4. Empirical Evaluation
L2P was extensively validated on multiple continual learning scenarios:
- Class-Incremental Learning: Tested on Split CIFAR-100 (10 tasks, no task labels at test time) and 5-Datasets (sequentially presenting CIFAR-10, MNIST, Fashion-MNIST, SVHN, notMNIST).
- Domain-Incremental Learning: Conducted on CORe50, where identical classes are presented in varying domains.
- Task-Agnostic Learning: Assessed using Gaussian Scheduled CIFAR-100, introducing gradual data distribution shifts without task boundaries.
Key findings:
Scenario | L2P compared to SOTA | Notable Metrics |
---|---|---|
No rehearsal buffer | Outperforms EWC, LwF | Higher average accuracy |
With buffer | Matches rehearsal methods | Lower forgetting rates |
Task-agnostic | Directly applicable | Robust to no task labels |
L2P’s static pool with dynamic querying competes with rehearsal and regularization methods, and even surpasses architecture-based approaches (e.g., SupSup, DualNet) by maintaining higher relative performance drops compared to fully supervised upper bounds.
5. Task-Agnostic and Instance-wise Adaptation
A distinctive capability of L2P is effective operation in task-agnostic continual learning, where task boundaries are absent. The instance-wise query approach—eschewing task-identity at both training and inference—enables seamless adaptation as the environment shifts, accumulating and sharing episodic knowledge on the fly. This positions L2P as a strong baseline for real-world continual learning deployments where task segmentation is not available, preventing both catastrophic forgetting and spurious overfitting to hidden task boundaries.
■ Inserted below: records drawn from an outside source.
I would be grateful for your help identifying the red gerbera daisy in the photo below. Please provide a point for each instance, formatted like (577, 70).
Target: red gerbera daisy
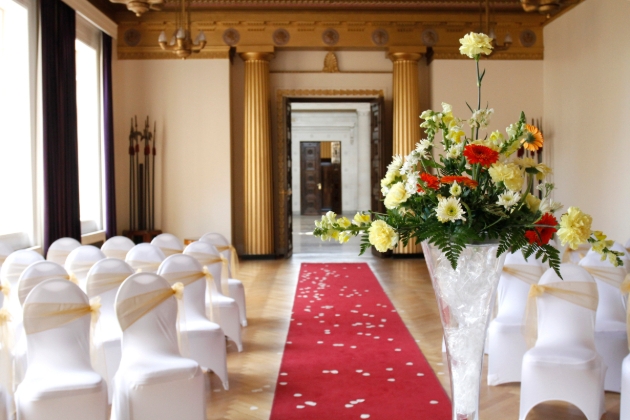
(431, 181)
(476, 153)
(542, 235)
(462, 180)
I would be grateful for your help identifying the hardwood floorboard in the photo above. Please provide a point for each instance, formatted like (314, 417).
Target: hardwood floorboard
(270, 287)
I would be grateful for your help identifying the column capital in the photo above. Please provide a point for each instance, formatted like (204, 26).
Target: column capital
(406, 53)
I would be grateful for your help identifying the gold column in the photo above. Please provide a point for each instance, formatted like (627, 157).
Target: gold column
(406, 101)
(258, 170)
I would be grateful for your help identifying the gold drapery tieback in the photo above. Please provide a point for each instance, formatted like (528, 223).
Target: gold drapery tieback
(144, 266)
(530, 274)
(611, 275)
(234, 263)
(100, 283)
(170, 251)
(580, 293)
(207, 259)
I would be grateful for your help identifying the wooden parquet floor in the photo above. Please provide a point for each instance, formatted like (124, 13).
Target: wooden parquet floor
(270, 287)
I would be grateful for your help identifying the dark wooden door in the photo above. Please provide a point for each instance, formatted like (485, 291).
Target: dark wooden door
(310, 183)
(331, 187)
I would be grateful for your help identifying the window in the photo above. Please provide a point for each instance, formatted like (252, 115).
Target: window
(17, 145)
(89, 126)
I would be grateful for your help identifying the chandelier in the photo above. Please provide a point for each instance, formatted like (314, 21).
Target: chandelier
(181, 42)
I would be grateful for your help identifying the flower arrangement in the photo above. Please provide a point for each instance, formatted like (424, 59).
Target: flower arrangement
(476, 190)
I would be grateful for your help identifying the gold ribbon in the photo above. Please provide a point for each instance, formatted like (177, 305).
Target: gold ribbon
(580, 293)
(612, 275)
(100, 283)
(234, 263)
(528, 273)
(144, 266)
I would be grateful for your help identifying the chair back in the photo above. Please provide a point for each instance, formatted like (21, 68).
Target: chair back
(60, 249)
(155, 332)
(168, 243)
(117, 247)
(560, 322)
(203, 252)
(608, 278)
(186, 269)
(66, 346)
(81, 260)
(145, 257)
(515, 282)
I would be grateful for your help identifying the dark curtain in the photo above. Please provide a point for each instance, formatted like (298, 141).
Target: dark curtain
(108, 139)
(61, 163)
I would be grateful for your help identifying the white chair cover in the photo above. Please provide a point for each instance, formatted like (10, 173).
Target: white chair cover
(169, 244)
(117, 247)
(60, 383)
(506, 343)
(59, 250)
(34, 274)
(103, 280)
(206, 340)
(154, 381)
(223, 309)
(145, 257)
(80, 261)
(235, 287)
(611, 338)
(564, 364)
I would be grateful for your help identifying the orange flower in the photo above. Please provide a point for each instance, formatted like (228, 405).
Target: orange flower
(533, 139)
(476, 153)
(462, 180)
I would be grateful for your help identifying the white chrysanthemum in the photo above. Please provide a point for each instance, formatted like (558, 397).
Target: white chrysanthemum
(455, 189)
(509, 199)
(449, 210)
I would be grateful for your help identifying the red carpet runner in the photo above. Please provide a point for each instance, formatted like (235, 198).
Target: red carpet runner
(349, 356)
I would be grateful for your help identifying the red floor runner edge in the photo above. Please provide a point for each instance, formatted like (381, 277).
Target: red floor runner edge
(348, 354)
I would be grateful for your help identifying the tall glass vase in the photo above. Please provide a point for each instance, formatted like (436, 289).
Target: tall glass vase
(465, 297)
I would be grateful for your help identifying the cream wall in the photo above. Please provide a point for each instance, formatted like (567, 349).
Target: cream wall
(587, 104)
(189, 100)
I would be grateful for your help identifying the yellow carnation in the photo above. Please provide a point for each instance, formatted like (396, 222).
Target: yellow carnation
(575, 227)
(382, 236)
(474, 44)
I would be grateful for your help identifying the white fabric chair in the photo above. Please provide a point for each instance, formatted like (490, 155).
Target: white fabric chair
(564, 364)
(103, 281)
(206, 339)
(59, 250)
(223, 309)
(145, 257)
(169, 244)
(154, 381)
(611, 338)
(34, 274)
(506, 343)
(117, 247)
(60, 383)
(79, 262)
(235, 287)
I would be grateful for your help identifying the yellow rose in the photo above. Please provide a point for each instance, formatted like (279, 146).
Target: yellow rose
(533, 203)
(575, 227)
(474, 44)
(396, 195)
(510, 174)
(382, 236)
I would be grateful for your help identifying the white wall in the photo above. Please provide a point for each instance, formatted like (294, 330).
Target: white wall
(587, 104)
(190, 102)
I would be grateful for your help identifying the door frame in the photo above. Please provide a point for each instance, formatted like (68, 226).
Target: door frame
(284, 97)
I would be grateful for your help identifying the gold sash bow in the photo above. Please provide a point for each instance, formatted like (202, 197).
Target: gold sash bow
(233, 257)
(530, 274)
(583, 294)
(144, 266)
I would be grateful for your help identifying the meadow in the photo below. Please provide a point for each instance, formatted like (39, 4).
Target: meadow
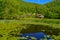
(8, 27)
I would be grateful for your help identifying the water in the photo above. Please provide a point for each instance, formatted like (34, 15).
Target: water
(38, 1)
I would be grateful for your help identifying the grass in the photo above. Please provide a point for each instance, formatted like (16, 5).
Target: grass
(6, 26)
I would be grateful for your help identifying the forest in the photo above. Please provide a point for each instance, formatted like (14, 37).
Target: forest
(20, 9)
(18, 17)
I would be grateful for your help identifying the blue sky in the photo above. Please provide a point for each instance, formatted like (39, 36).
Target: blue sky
(38, 1)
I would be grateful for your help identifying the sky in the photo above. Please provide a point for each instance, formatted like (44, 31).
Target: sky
(38, 1)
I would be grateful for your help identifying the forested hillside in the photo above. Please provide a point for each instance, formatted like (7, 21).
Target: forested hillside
(16, 9)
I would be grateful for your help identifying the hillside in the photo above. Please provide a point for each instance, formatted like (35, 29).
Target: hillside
(16, 9)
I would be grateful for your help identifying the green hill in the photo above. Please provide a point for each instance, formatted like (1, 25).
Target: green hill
(16, 9)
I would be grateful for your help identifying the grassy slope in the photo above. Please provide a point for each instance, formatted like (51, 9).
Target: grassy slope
(8, 25)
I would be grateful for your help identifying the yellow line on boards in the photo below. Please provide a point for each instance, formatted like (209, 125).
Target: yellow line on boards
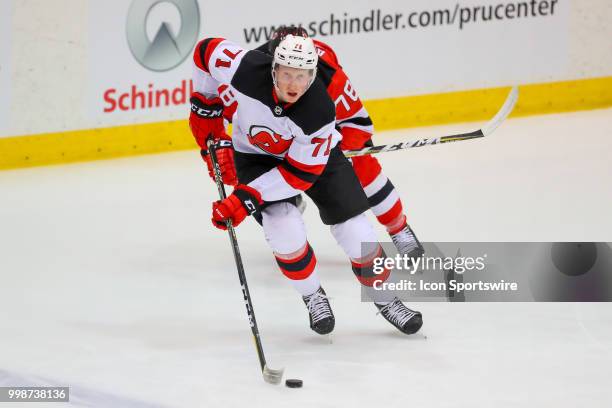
(390, 113)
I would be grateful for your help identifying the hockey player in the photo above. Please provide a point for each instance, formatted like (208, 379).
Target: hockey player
(285, 143)
(354, 124)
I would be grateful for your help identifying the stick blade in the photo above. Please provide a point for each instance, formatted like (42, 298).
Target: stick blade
(503, 112)
(272, 376)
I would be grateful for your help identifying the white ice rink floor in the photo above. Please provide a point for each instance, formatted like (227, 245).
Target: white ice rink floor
(114, 282)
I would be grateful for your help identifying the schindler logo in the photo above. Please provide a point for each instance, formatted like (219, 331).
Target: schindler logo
(165, 51)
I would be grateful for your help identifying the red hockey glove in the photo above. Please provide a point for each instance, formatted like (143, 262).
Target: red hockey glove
(353, 139)
(206, 119)
(225, 157)
(243, 201)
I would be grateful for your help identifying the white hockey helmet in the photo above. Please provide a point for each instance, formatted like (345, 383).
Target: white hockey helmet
(296, 52)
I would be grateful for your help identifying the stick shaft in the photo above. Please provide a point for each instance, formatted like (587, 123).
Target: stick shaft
(486, 130)
(238, 259)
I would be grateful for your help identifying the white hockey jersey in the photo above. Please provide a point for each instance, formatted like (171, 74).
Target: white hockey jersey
(300, 134)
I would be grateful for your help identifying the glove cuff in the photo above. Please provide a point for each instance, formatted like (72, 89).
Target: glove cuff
(249, 197)
(207, 108)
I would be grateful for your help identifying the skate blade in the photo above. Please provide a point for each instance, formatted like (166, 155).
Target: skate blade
(272, 376)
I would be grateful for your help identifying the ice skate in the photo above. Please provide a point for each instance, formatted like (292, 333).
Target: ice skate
(405, 320)
(321, 316)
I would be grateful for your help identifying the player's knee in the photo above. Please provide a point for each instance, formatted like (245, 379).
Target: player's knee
(366, 168)
(356, 236)
(284, 228)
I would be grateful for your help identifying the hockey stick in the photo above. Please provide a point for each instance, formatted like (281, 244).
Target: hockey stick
(270, 375)
(486, 130)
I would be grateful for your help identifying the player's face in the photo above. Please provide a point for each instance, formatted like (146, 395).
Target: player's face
(292, 83)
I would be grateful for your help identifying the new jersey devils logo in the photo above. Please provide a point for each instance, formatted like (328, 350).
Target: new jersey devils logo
(268, 140)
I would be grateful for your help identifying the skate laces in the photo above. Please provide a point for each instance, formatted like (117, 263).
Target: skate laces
(404, 240)
(396, 312)
(318, 307)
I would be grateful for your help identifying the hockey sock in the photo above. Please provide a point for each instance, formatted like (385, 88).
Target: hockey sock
(385, 202)
(301, 271)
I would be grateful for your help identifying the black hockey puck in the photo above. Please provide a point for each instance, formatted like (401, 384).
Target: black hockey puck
(294, 383)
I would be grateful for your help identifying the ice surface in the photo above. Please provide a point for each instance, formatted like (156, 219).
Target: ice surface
(113, 282)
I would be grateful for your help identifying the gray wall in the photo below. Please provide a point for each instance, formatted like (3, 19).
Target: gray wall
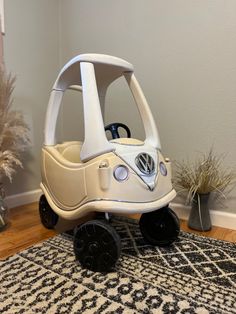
(31, 53)
(184, 56)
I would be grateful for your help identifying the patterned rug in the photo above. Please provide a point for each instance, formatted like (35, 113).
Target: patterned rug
(194, 275)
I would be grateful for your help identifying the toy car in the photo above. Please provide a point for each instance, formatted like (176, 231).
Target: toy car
(121, 175)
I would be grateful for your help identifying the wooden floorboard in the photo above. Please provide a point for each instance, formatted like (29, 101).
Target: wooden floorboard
(25, 230)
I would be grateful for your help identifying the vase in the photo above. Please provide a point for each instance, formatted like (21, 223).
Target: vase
(199, 218)
(3, 210)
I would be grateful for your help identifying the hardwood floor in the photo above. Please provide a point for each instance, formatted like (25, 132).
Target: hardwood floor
(25, 230)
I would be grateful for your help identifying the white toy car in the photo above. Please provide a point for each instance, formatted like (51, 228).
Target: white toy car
(122, 175)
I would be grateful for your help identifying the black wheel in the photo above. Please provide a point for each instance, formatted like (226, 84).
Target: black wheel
(97, 245)
(47, 216)
(160, 227)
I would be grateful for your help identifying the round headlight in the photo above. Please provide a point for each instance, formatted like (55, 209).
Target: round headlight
(121, 173)
(163, 169)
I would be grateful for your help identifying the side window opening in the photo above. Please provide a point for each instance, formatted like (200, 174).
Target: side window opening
(120, 107)
(70, 126)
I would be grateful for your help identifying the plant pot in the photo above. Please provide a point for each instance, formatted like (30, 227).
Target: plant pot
(199, 218)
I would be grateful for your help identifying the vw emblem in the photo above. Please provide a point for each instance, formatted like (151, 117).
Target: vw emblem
(145, 163)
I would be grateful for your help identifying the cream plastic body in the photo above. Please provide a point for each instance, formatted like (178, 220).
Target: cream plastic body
(78, 177)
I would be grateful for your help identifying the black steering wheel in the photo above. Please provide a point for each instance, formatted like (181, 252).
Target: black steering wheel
(114, 129)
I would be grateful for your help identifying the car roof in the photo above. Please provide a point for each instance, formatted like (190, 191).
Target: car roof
(107, 68)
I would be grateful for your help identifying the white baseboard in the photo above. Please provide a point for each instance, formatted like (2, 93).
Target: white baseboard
(218, 218)
(23, 198)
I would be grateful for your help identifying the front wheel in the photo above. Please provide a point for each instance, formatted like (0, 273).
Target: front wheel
(160, 227)
(97, 246)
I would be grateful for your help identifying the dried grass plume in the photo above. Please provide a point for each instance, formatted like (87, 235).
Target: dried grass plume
(203, 176)
(13, 129)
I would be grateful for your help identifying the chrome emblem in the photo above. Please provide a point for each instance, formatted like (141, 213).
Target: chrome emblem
(145, 163)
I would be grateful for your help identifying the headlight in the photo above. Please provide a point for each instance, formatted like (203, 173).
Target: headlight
(121, 173)
(163, 169)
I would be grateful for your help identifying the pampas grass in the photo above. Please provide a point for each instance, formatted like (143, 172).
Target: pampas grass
(203, 176)
(13, 129)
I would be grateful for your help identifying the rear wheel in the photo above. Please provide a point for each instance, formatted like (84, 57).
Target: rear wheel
(47, 216)
(160, 227)
(97, 246)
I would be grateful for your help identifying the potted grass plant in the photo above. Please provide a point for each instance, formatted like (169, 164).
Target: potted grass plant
(13, 138)
(200, 179)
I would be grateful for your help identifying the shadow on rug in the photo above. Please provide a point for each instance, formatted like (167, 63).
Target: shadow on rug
(194, 275)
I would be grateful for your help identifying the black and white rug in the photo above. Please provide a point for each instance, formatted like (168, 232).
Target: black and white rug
(194, 275)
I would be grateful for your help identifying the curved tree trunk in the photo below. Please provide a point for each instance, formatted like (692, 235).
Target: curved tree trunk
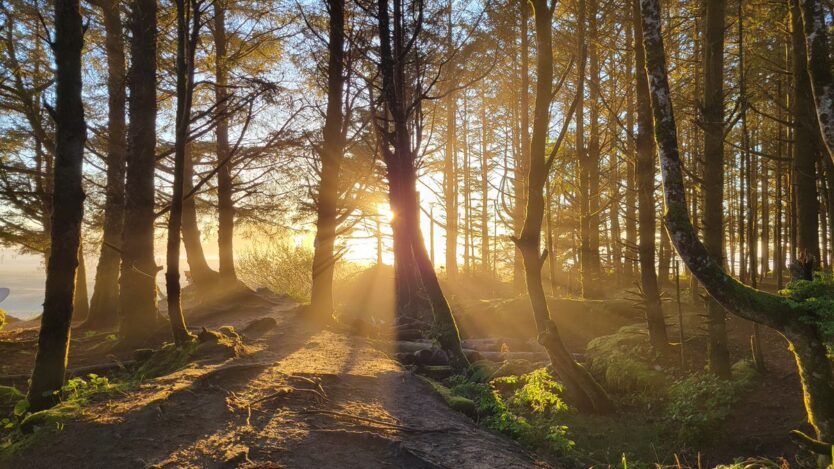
(778, 313)
(105, 301)
(580, 385)
(137, 283)
(523, 163)
(68, 203)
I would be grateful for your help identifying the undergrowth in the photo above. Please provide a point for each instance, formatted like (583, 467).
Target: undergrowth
(817, 296)
(20, 428)
(663, 411)
(528, 408)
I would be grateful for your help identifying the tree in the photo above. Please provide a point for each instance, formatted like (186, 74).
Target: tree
(400, 159)
(226, 208)
(579, 383)
(714, 127)
(645, 190)
(68, 203)
(105, 301)
(792, 320)
(137, 283)
(332, 153)
(806, 145)
(188, 33)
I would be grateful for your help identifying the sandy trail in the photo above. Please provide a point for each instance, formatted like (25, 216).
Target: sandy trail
(303, 398)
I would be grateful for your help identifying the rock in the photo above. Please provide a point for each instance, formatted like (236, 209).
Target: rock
(260, 326)
(142, 354)
(436, 372)
(405, 358)
(236, 456)
(473, 355)
(433, 357)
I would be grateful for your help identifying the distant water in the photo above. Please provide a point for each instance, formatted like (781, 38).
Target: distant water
(24, 275)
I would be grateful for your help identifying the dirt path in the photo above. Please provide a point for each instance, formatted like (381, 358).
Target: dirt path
(302, 398)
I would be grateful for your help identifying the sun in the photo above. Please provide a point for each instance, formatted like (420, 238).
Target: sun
(384, 211)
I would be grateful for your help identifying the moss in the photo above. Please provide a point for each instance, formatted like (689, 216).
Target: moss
(458, 403)
(623, 361)
(166, 360)
(482, 371)
(9, 396)
(699, 404)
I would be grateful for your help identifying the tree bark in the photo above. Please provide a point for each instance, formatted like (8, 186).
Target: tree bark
(68, 203)
(645, 189)
(204, 277)
(105, 301)
(523, 163)
(400, 160)
(225, 188)
(806, 149)
(580, 385)
(81, 301)
(188, 30)
(779, 313)
(450, 162)
(137, 283)
(332, 153)
(713, 125)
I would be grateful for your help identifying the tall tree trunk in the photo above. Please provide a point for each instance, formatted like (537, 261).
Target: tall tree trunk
(81, 301)
(593, 153)
(137, 283)
(225, 189)
(400, 160)
(484, 188)
(188, 30)
(806, 149)
(582, 154)
(579, 383)
(324, 261)
(203, 276)
(645, 189)
(450, 162)
(68, 203)
(523, 164)
(713, 125)
(104, 304)
(631, 163)
(815, 369)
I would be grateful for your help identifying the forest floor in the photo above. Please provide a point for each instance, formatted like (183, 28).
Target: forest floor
(304, 397)
(299, 397)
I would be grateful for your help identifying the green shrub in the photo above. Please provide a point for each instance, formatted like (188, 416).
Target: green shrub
(816, 295)
(699, 404)
(623, 361)
(283, 267)
(526, 408)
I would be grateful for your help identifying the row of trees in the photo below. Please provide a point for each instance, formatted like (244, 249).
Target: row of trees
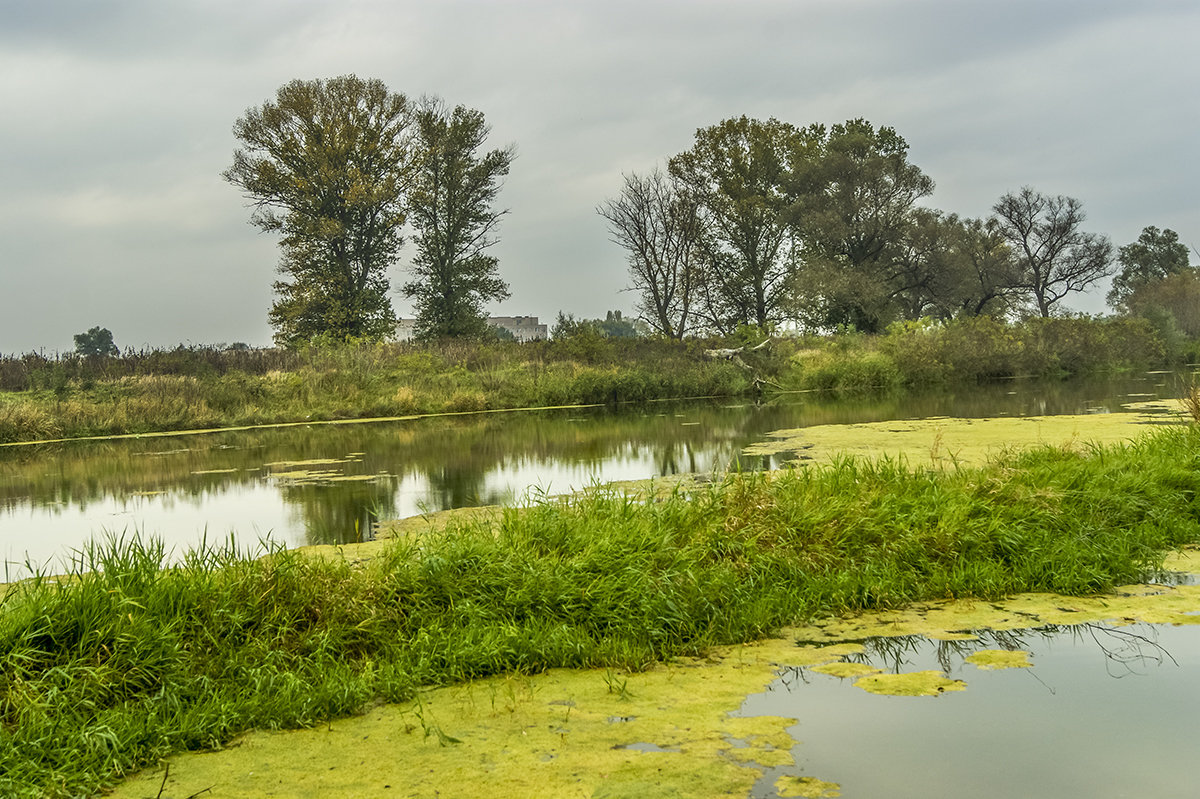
(762, 222)
(342, 169)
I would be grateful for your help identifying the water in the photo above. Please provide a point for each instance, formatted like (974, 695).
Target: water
(253, 486)
(1104, 712)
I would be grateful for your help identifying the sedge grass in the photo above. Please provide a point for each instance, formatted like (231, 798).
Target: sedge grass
(126, 660)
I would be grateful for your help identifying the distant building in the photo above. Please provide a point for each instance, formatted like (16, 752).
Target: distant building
(522, 328)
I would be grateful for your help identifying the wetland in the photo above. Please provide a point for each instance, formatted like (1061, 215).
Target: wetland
(587, 636)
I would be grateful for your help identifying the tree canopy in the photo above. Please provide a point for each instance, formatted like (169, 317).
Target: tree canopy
(327, 164)
(1055, 257)
(738, 172)
(659, 224)
(96, 342)
(1153, 257)
(451, 209)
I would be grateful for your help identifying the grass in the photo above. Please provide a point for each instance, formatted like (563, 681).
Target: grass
(126, 661)
(196, 388)
(201, 388)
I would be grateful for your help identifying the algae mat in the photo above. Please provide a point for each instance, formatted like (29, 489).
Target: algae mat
(673, 731)
(948, 442)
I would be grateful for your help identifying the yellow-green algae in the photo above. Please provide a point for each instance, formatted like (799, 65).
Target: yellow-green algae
(947, 442)
(809, 787)
(564, 733)
(996, 659)
(575, 733)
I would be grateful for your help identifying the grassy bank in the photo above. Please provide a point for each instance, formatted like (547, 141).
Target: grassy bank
(108, 671)
(975, 350)
(202, 388)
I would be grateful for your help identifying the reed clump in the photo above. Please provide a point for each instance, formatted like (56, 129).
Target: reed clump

6. Implications, Limitations, and Future Research
L2P’s innovations suggest prompt-based memory is a viable alternative to data rehearsal and full model adaptation for continual learning tasks. Its design questions the necessity of maintaining large sample buffers, task-specific modules, or heavyweight network reconfiguration for each new task. Potential areas for future investigation include:
- Extending the framework beyond vision to NLP, audio, or multi-modal architectures.
- Evaluating hybrid designs, e.g., combining prompts with small rehearsal buffers (as in L2P-R).
- Addressing inherited biases and robustness issues that stem from frozen backbone models.
- Advancing benchmarks to capture more realistic, continuous distributional shifts.
The approach may also serve as a foundation for parameter-efficient, scalable continual learners in privacy-sensitive, resource-constrained, or federated learning scenarios.
7. Summary and Perspectives
Learning to Prompt (L2P) establishes a new theoretical and practical direction in continual learning by introducing a query-driven, prompt pool memory system that obviates the need for explicit task identifiers and rehearsal data. Through dynamic, instance-sensitive prompt retrieval and strict parameter efficiency, L2P achieves state-of-the-art results across class-incremental, domain-incremental, and task-agnostic learning settings, demonstrating its potential for deployment in complex, non-stationary environments. Its influence is poised to extend as research adapts the prompt memory concept to more modalities, architectures, and real-world challenges.